Houston-based Intuitive Machines successfully prepared its Odysseus lander for a moon touchdown today. The descent from orbit took one hour and 13 minutes, marking the first U.S.-built spacecraft to achieve a moon landing in over 50 years and the first ever by a private company.
After entering a 57-mile-high orbit tilted 80 degrees to the moon’s equator, Odysseus’ methane-fueled main engine ignited around 3:11 p.m. EST. This lowered the far side of the orbit to a point near the landing site, approximately 186 miles from the moon’s south pole.
As the 14-foot-tall spacecraft descends towards the surface, on-board cameras and lasers scan the ground below to provide steering inputs for the lander’s guidance system to fine-tune the trajectory.
Approximately one hour later, around 4:12 p.m., the main engine is expected to ignite again at an altitude of about 18 miles. It will continue firing for the final 10 minutes of the descent, flipping Odysseus from a horizontal to vertical orientation, descending straight down at just under 4 mph.
As the spacecraft drops below 100 feet, an innovative camera package called “EagleCam,” built by students at Embry-Riddle Aeronautical University, will fall away and attempt to photograph the lander’s final descent from the side. NASA cameras on board will photograph the ground directly below.
By the time Odysseus reaches an altitude of about 33 feet above the surface, the main engine will have throttled down to the planned landing velocity of about 2.2 mph, equivalent to walking speed for senior citizens. Touchdown near a crater known as Malapert A is expected at 4:24 p.m., one week after launch from the Kennedy Space Center.
Video from the lander’s on-board cameras and the EagleCam cannot be transmitted back to Earth in real time. However, Intuitive Machines’ engineers at the company’s Nova Control center in Houston expect to verify touchdown within about 15 seconds, with the first pictures anticipated within a half hour.
A successful lunar landing by Odysseus would be the first by a U.S.-built spacecraft since the Apollo 17 mission in 1972 and the first by a privately-built spacecraft. Pittsburg-based Astrobotic aimed to achieve this milestone last month with its Peregrine lander, but the mission was disrupted by a ruptured propellant tank shortly after launch on January 9. Previous private moon ventures by Israel and Japan also ended in failure.
Only the governments of the United States, the Soviet Union, China, India, and Japan have successfully landed on the moon’s surface. Japan’s “SLIM” lander was only partially successful, tipping over on touchdown on January 19. Both Peregrine and Odysseus were funded in part by NASA’s Commercial Lunar Payload Services program (CLPS), designed to promote private industry development of transportation capabilities for lunar missions.
NASA’s objective is to stimulate the development of new technologies and collect data essential for Artemis astronauts planning to land near the moon’s south pole later in the decade. The agency paid Astrobotic $108 million for its role in the Peregrine mission and an additional $129 million for the Odysseus instruments and transportation to the moon.
What’s on board the Odysseus moon lander?
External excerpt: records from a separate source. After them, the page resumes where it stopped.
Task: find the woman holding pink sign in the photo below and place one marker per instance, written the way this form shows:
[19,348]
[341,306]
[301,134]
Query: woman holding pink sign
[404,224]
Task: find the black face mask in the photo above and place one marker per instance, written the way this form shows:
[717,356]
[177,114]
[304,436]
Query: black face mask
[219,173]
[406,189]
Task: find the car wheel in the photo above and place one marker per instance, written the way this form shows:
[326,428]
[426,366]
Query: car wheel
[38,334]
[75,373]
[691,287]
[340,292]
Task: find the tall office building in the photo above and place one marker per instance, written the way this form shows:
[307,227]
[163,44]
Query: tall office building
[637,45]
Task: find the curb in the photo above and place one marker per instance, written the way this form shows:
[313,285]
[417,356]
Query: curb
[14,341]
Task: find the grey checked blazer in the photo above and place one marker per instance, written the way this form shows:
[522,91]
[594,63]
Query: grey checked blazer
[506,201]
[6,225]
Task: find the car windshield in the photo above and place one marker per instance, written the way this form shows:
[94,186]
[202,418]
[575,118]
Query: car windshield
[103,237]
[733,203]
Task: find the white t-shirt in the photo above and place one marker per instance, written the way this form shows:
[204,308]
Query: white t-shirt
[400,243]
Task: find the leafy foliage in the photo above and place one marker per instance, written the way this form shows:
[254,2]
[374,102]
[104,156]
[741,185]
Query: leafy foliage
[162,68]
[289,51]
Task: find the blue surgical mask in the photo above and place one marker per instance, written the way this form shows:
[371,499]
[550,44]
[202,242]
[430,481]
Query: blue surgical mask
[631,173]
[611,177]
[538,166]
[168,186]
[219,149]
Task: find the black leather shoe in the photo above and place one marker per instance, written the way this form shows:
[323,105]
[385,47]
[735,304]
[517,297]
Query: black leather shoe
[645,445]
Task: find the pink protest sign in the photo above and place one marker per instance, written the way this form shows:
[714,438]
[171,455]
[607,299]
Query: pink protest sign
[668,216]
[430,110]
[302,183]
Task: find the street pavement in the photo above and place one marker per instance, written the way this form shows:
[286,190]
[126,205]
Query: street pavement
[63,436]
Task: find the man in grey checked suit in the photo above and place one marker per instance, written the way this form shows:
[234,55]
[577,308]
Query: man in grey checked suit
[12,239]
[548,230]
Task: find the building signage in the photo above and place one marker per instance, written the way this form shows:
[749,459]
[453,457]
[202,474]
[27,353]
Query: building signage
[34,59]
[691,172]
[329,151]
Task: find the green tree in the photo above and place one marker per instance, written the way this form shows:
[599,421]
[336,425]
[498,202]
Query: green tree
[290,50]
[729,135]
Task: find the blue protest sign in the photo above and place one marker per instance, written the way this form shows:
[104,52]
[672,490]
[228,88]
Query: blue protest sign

Odysseus carried six NASA instruments and six commercial payloads, including small moon sculptures by artist Jeff Koons, cloud storage technology, Columbia Sportswear insulation blankets, and a small astronomical telescope. Among the NASA experiments are instruments to study the charged particle environment at the moon’s surface, test navigation technologies, and capture images of the lander’s engine exhaust disrupting the soil at the landing site.
Also included is a sensor using radio waves to accurately measure cryogenic propellant levels in space, a technology valuable for future moon missions and deep space travel. Odysseus and its instruments are expected to operate on the lunar surface for about a week until the sun sets, after which the lander will shut down as it is not designed to survive the extreme cold of the lunar night.